O que me fez escolher o disco “The Mollusk” pra ser comentado aqui é o fato dele ser um meio termo entre a fase “tosca” e a fase “pop” da banda. Existe um equilíbrio aqui. A produção é muito boa (não mais lo-fi como antes), eles tocam melhor e os temas são pop, mas com um plus a mais. :P
Claro que essas fases que eu cito acima não são absolutas. Não existiu, em determinado momento, uma ruptura. Foi uma evolução no som, constante, mas que, com um distanciamento, é possível identificar elementos diferentes entre essas “fases”.
Há quem diga que eles involuiram, que eles começaram a se levar mais a sério. Eu não acredito em nenhum das afirmações. Chamo isso de maturidade. Acho que o caminho que eles estavam seguindo antes do “Chocolate & Cheese”, de 1994, estava fadado a acabar porque não tinha muito mais como evoluir dentro daquelas bizarrices e não ficar repetitivo.
E, convenhamos, embora extremamente criativo e divertido, eles tinham uma postura mais adolescente que, uma hora ou outra, iria desaparecer. O Ween nunca teve um perfil Rolling Stones ou Ramones ou Kiss de fazer o mesmo som que faziam quando aprenderam a tocar seus instrumentos.
“Polka Dot Tail” é uma polka lenta de letra divertidíssima (“Did you have to dry your eye when you saw that puppy fly?”), “Mutilated Lips” tem um clima sombrio e angustiante, “The Blarney Stone” é um Tom Waits mais bêbado, “It’s Gonna Be (Alright)” lembra um Prince psicodélico, “The Golden Eel” e “Waving My Dick In The Wind” têm um clima dos discos anteriores.
Quase todos seus discos têm um tema instrumental estranho, “Pink Eye (On My Leg)” é o deste. Note o latido de cachorro feito por sintetizadores, enquanto uma linha meio theremin eletrônico se desenvolve. “Ocean Man” é um pop delicioso que virou, recentemente, trilha do Bob Esponja (!).

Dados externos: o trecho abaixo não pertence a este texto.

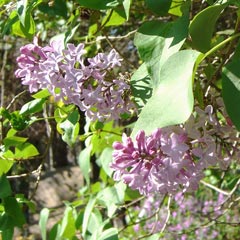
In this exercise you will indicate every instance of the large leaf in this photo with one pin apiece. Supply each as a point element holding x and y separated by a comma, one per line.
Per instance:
<point>203,25</point>
<point>98,4</point>
<point>179,7</point>
<point>231,90</point>
<point>159,7</point>
<point>157,41</point>
<point>172,102</point>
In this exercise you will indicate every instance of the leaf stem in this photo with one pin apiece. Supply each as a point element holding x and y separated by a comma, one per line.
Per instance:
<point>218,46</point>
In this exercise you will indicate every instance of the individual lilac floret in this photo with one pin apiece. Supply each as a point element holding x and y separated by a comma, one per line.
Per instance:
<point>69,77</point>
<point>160,162</point>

É uma ótima representação do que o Ween pode ser. E, caso você não conheça, se gostar, possivelmente vai querer explorar melhor ambas as fases da banda.
Bem, acho que consegui ser mais imparcial e não dizer WEEN É DO CARALHO, ARRUMA TODOS OS DISCOS DELES IMEDIATAMENT… uhmm… ops… err… :P
música pra ouvir: Buckingham Green
comentários originais
Gilberto Jr 02/11/2006: Um crítico da Bravo! disse que o novo disco do Caetano, Cê, é totalmente inspirado no Ween. Eu não conhecia, fui conhecer, e é realmente, como disse um certo blogueiro, “DO CARALHO”.
Medina 03/11/200: Ween é foda de bom. ou melhor, FOI foda de bom. eu sou mais um que considera o Pure Guava e o Chocolate and Cheese o ápice da banda / duo. os últimos lançamentos da banda não tem me animado muito. alguns fãs mais xiitas do Ween jogam na minha cara algo do tipo “mas como que você não se empolga com eles hoje em dia??? é o amadurecimento da banda, etc, etc, etc.” podem ter amadurecido sim, mas acho que perderem muitas coisas que eu curtia na banda nesse processo de “amadurecimento”. Ween sempre vai morar no meu coração, mas graças ao passado “retumbante”. abração!
Mari 08/11/2006: Puxa, mto bacana!
Pablo 27/10/2007: Man, nem cheguei ao final do texto, mas resolvi comentar depois do “Aquilo já foi legal, acredita?”… Fantástica definição do atual lixo que é este canal, um “aquilo” e no máximo!